Я сражался как мог с ними обеими.
Чехов. Азарт жизни
Современники тоже поругивали Чехова за отсутствие идей и позиции. “Господин Чехов, — каламбурил критик Н. Михайловский, — с холодной кровью пописывает, а читатель с холодной кровью почитывает”. А каламбурил потому, что рассказ, о котором шла речь, называется “Холодная кровь”. Описываются в нем отец и сын Малахины, которые вот уж какие сутки везут в Москву живой груз, быков, и если старик Малахин — воплощение энергии, находчивости, хватки, то сын его вял и безынициативен. “Его лицо… бесстрастно и не выражает ни скуки, ни желаний”. Холодная, словом, кровь.

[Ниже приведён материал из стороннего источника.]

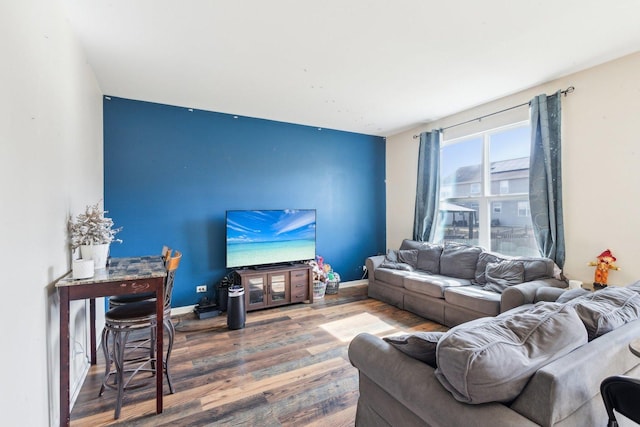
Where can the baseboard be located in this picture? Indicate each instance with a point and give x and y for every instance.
(354, 283)
(178, 311)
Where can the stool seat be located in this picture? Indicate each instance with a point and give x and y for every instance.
(125, 356)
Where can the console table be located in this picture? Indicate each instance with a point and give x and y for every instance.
(122, 276)
(274, 286)
(634, 347)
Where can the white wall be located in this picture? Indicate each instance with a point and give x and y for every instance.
(601, 173)
(50, 167)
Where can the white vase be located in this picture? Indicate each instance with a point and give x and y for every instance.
(98, 253)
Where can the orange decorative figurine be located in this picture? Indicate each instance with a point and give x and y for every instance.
(603, 265)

А отец? Кажется, всё подчинено у него одному: как можно быстрее и с меньшей потерей доставить быков в столицу, продать выгодней… Ан нет! Слишком легко и слишком весело расстается с червонцами и рублями, слишком часто и горячо встревает в разговоры. “По всему видно, что понесенный им убыток мало волнует его. Ему всё равно, что убыток, что польза, лишь бы только были у него слушатели, было б о чем хлопотать”. Нет, это не азарт жадности, это азарт жизни.
Разумеется, он отнюдь не бескорыстен, старик Малахин, мысль о наживе не покидает его, но он не стал рабом ее, она — как ни дико, может быть, звучит это — одухотворяет его существование, в то время как сынок его, великовозрастный детина, заживо хоронит себя.
И вот автора этого рассказа современная критика обвиняла в безыдейности. А идея жизни — это разве не идея? Не та самая общая идея, за которую ратует Николай Степанович из “Скучной истории” и которая столь наглядно выражена в старике Малахине? Собственно, идея жизни — это уже не столько идея, сколько сама жизнь. Но одновременно и идея тоже.
Впервые она прозвучала еще в “Безотцовщине”, этой пьесе-предвестнике, пьесе-эмбрионе, из которой проросло впоследствии столько сугубо чеховских коллизий и образов. “Сумей только не философствовать! — говорит Платонову Анна Петровна. — Живи! Всё живёт, всё движется… Кругом жизнь… Давай же и мы жить! Завтра решать вопросы, а сегодня, в эту ночь, жить, жить…” Спустя десятилетие с лишним та же мысль, только выраженная более резко, прозвучит из уст татарина из рассказа “В ссылке”: “Бог создал человека, чтобы живой был, чтоб и радость была, и тоска была, и горе было, а ты не хочешь ничего, значит, ты не живой, а камень, глина!”